How to derive magnetic moment for integrated circuit level?

Question

Imagine we have a circuit on the xy-plane, with a random geometry (it just need to be closed). I want to calculate the magnetic moment of this setup:

$$\vec{m} = \frac{1}{2} \int_V d^3 x' \vec{x}' \times \vec{j}(\vec{x}')$$

Assuming that current is constant we get $I d \vec{x}' = \vec{j}(\vec{x}')$ which turns the integral into:

$$\vec{m} = \frac{1}{2} \int_V d^3 x' \vec{x}' \times (I d\vec{x}')$$

Next step in the computation, I'm trying to follow, is immediately writing down: $$\vec{m} = \frac{1}{2} I \int_{\delta A} \vec{x}' \times d\vec{x}'$$

I probably flunked an important lesson and can't understand what is happening here. We don't use Stokes, because then the "$\times$" would go away.

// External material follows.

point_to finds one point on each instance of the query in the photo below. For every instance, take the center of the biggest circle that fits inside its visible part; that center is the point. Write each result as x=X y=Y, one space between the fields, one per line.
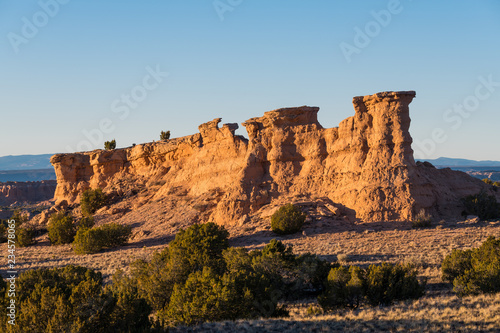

My question is: how does the integral over the volume/surface transform into one over its edge?

Answer 1

I think you should consider Ostrogradsky's theorem:

$\iiint_V\left[\mathbf{G}\cdot\left(\nabla\times\mathbf{F}\right) - \mathbf{F}\cdot \left( \nabla\times\mathbf{G}\right)\right]\, dV = \underbrace{\oint\oint}_\textrm{Surface} \mathbf F\times\mathbf{G}\cdot d\mathbf{S}.$

which is special case of the Stokes' theorem, but saves cross-product.